|Could Google be duplicated?|
what would be required
Please pardon a bit of idle speculation, but recent talk of distributed computing got me thinking about this topic. Specifically, could the crawl, crunch, query and distribution functions be performed by an open source, distributed computing effort. Think Linux development model with SETI/FOLDING DC technology. Is such an initiative possible and could it ever be a realistic threat to Google? Why haven't we seen it to date?
I doubt it.
The biggest problem with seti is that some people try to mess with the results just to create some hype.
Now, imagine what people would do if they were a part of a PR calculating net.
|brotherhood of LAN|
Definetely a possibility I'd like to think, but as said by bcc, there are too many of us webmaster types, or less palettable webmasters that may "screw around" with the results and see what sort of information was going in and out their DC'ing comp.
They would probably have to double up on security and encryption, most likely meaning bandwidth and processing time and everything_else would take a little more time - just to make sure those that are processing the algo are not deprocessing it in the process ;) ;)
I'll tell you what CAN'T be duplicated. The environment in which Google raised $25 MM in venture capital from two top tier VC firms and the additional $10 MM investment from Yahoo. Without that kind of monetary initial commitment and backing I don't see a giant threat to the likes of Google for a long time. Ang by the time that could potentially happen again, Google would most likely have outpaced Yahoo in terms of valuation. (it will happen...post IPO...whenever that is)

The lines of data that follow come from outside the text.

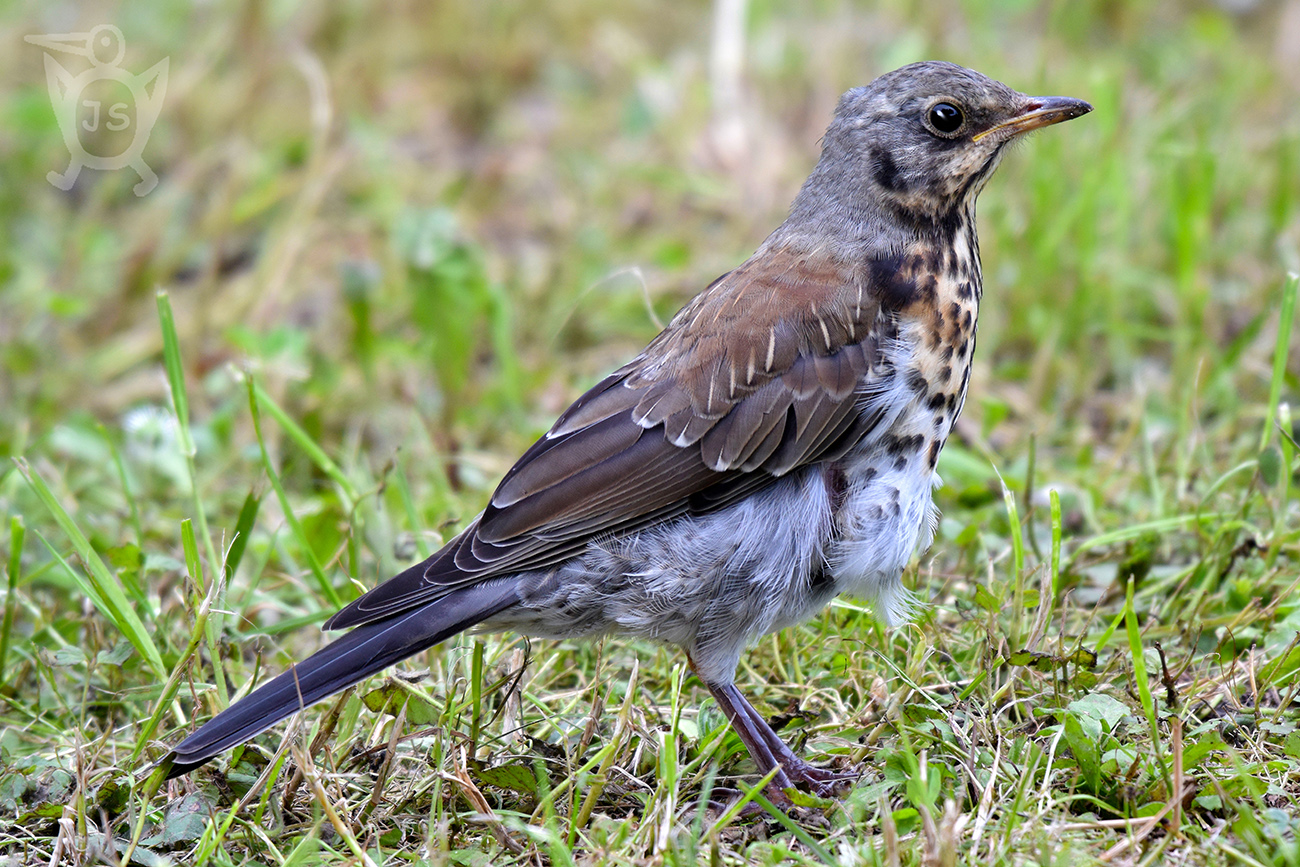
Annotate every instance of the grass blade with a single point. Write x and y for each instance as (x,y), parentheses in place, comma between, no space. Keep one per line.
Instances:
(98,582)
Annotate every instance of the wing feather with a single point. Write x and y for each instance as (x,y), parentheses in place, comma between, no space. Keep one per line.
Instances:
(767,371)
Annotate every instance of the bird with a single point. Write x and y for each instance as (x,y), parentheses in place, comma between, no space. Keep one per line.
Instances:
(774,447)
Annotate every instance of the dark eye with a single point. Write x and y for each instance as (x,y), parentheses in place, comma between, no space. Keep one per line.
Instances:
(945,117)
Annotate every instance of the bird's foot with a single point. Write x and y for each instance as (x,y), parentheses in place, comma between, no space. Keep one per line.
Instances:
(823,783)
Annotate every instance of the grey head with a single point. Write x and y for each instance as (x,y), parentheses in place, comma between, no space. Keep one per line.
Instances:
(910,151)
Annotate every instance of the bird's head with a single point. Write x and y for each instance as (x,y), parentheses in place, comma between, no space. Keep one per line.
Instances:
(921,142)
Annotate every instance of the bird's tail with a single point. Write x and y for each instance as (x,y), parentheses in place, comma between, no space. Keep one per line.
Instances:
(360,653)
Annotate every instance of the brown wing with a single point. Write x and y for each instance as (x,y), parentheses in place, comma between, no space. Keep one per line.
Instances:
(761,373)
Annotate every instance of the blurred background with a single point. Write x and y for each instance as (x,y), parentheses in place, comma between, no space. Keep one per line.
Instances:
(425,228)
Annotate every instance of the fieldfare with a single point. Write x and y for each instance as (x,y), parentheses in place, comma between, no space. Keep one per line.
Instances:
(772,447)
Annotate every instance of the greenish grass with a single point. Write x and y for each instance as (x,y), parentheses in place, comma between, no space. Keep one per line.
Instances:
(368,304)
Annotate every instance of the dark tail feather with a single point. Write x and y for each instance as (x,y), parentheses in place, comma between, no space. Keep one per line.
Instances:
(339,664)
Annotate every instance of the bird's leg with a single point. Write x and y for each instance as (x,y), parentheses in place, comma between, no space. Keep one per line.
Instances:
(768,750)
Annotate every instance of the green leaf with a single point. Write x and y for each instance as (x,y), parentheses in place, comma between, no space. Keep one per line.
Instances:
(516,776)
(1084,750)
(393,694)
(98,582)
(1097,714)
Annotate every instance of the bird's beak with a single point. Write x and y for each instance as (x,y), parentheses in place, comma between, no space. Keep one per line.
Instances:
(1036,112)
(68,43)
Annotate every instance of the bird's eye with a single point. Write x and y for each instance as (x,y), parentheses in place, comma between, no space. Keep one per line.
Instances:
(945,117)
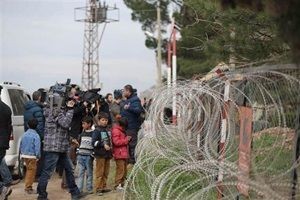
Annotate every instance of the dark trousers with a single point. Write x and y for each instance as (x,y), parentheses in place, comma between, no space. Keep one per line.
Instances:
(50,162)
(132,144)
(1,183)
(121,172)
(40,163)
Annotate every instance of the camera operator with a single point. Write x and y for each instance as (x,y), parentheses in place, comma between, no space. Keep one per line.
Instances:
(102,106)
(76,127)
(115,107)
(56,146)
(79,113)
(131,109)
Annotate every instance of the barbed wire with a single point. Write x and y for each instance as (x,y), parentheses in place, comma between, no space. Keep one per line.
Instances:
(183,161)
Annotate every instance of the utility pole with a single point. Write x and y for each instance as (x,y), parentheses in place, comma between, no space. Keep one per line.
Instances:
(96,13)
(158,53)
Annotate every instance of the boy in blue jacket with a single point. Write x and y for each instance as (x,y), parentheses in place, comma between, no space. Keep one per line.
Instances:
(30,152)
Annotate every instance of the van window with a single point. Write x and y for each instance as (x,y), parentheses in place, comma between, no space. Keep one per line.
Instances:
(17,99)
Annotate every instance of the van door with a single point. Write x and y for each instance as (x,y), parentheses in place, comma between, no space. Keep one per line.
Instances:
(18,99)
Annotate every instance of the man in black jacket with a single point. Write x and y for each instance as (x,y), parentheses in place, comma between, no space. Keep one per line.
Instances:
(5,132)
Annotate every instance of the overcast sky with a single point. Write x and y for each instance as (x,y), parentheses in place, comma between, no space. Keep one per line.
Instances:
(41,44)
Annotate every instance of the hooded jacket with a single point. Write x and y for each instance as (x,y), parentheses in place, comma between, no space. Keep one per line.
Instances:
(133,112)
(34,110)
(57,130)
(120,143)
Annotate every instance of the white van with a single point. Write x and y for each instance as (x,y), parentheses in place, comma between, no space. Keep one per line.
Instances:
(15,97)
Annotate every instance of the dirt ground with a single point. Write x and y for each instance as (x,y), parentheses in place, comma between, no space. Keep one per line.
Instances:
(56,193)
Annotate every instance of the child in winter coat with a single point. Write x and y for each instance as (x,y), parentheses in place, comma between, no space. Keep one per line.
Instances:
(120,151)
(85,155)
(30,152)
(101,141)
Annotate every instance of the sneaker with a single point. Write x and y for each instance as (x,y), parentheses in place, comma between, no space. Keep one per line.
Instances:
(99,193)
(106,190)
(41,198)
(119,188)
(6,191)
(30,191)
(90,191)
(79,196)
(14,182)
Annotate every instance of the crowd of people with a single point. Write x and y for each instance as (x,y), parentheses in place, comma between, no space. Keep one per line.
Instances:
(75,134)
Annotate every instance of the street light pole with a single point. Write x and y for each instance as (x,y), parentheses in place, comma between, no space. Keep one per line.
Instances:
(159,38)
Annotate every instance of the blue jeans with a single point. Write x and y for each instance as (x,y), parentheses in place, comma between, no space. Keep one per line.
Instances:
(85,164)
(50,162)
(5,173)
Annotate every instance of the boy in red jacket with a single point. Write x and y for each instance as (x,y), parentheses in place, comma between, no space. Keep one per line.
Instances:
(120,151)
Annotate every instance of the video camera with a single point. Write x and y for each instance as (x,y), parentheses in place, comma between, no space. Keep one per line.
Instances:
(91,96)
(59,94)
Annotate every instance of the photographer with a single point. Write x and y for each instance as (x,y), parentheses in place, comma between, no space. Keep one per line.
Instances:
(76,128)
(131,109)
(56,146)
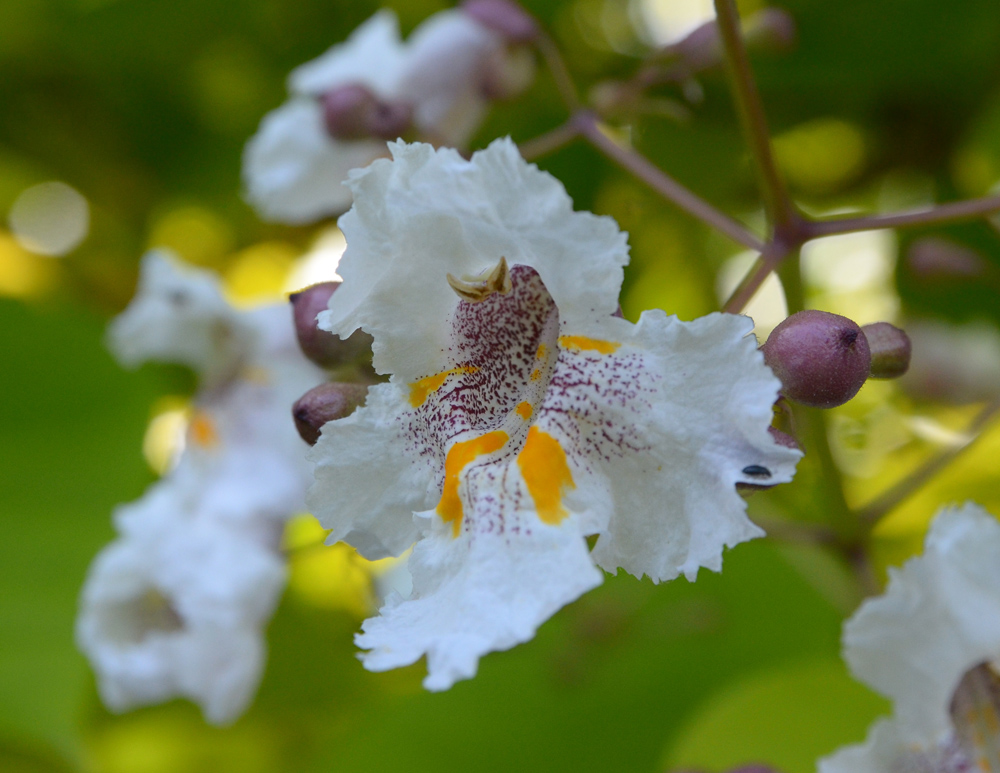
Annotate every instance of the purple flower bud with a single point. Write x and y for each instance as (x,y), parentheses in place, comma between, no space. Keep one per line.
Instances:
(890,348)
(932,259)
(822,359)
(324,348)
(353,112)
(324,403)
(505,17)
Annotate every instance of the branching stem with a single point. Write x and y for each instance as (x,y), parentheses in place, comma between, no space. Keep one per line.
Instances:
(912,483)
(777,204)
(663,184)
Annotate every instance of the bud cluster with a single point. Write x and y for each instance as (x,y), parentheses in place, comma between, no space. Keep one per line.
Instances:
(823,359)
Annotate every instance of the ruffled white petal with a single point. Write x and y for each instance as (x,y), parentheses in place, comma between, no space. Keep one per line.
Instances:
(880,753)
(428,213)
(939,617)
(175,608)
(372,56)
(444,73)
(486,591)
(368,480)
(699,416)
(178,315)
(294,172)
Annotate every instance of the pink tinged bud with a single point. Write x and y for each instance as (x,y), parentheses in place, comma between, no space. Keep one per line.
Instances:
(890,348)
(353,112)
(324,348)
(933,259)
(822,359)
(324,403)
(507,18)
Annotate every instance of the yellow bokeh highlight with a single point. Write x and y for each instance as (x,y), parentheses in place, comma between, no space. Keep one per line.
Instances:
(167,740)
(822,155)
(22,273)
(974,171)
(165,435)
(328,576)
(195,233)
(259,274)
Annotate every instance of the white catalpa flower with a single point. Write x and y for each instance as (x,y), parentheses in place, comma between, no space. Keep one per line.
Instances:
(438,82)
(522,416)
(176,608)
(243,458)
(931,644)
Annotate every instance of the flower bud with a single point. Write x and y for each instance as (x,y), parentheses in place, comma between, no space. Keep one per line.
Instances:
(933,259)
(505,17)
(324,348)
(324,403)
(890,348)
(822,359)
(353,112)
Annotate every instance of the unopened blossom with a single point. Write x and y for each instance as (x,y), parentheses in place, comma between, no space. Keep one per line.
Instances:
(931,644)
(176,607)
(345,104)
(521,415)
(243,458)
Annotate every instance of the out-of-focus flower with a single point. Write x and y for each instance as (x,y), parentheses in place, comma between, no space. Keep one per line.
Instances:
(931,643)
(243,457)
(521,415)
(370,89)
(176,605)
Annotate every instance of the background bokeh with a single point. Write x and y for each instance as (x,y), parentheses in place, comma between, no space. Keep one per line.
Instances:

Bcc's argument is not valid. It is easy to throw redundancy and simple "is this within reason" checks into the mix. Besides, if you were a WebmasterWorld person and wanted to influence the results, what are the odds that your chunk of data would include any sites that you are responsible for?
ggrot, look around the net for comments from guys who do seti.
You'll see it's the biggest problem they have to deal with.
Besides, the Canadian government just launched a project for distributed computing and they DID NOT use private computers as a part of the net for this exact reason.
It's not simple to check the results. Also, if you were to do something like that - you would have to run the same batch twice (at least) on different computers, selected randomly.
And if the results and not the same - you have to run it once again to see which one of the original two is correct.
That's 3 times the processing for one unit.
Actually, we are considering it. All it takes is to improve the algo of Open Source Aspseek, and cluster-enable the program under Grid or Constellation conditions.
We have already contacted the original Aspseek developers team and a independent Indian team to try to find out how much would it cost, and how long could it take.
Basicaly, we are thinking of well regulated grid/costellation of dedicated computers run by independent companies, ISP, Registrars, or the like, no SETI-style volunteers.
The revenue, if any, may come from advertisement, but the truth is that to freed our customers from Google, and self promotion would be more than enough for many of us. Not to mention to stop paying those costly licences some pay to Fast/Google to enable portal user searches.
For a ISP like ourselves, hosting a few boxes will not be a significant cost at all, and there are thousands of companies like ours. ISPs usually host hundreds of boxes, some of them thousands, and general infrastructure and bandwidth cost to do such a thing is not really a issue. Many ISP commit resources for Linux distro downloading, MySQL downloading, and Tucows like networks. This will not be different.
Does anybody want to play?
[edited by: Marcos at 5:12 pm (utc) on Oct. 29, 2002]
>but as said by bcc, there are too many of us webmaster
>types, or less palettable webmasters that may "screw
>around" with the results
That should not be a issue, unless you let anonymous volunteers and webmasters run the show, of course.
If you use well stabilised companies, say ISP, that is not likely to happen. ISP can easily be held accountable if they falsified search records or queries.
Besides, If they wanted to divert traffic, a rouge ISP could just tamper the DNS boxes they control, as rouge Registrars could tamper with the domain they register. But they don´t do it, because they will became immediately a legal target.
An Aspseek Grid Network, managed like the DNS hierarchy, would be more or less the same scenario.
[edited by: Marcos at 4:12 pm (utc) on Oct. 29, 2002]
Would those people you mentioned really give you a representative sample of the different subject areas of the web?
There were some other distributive computing search projects going on about a year ago, one by a university, but I do not know if they ever went anywhere.
>Would those people you mentioned really give you a
>representative sample of the different subject areas of
Why not? It all depends of the crawler´s Algo. If the foundations of the project and the software used mach that goal, they will. If they don’t want to, they will just not join the project.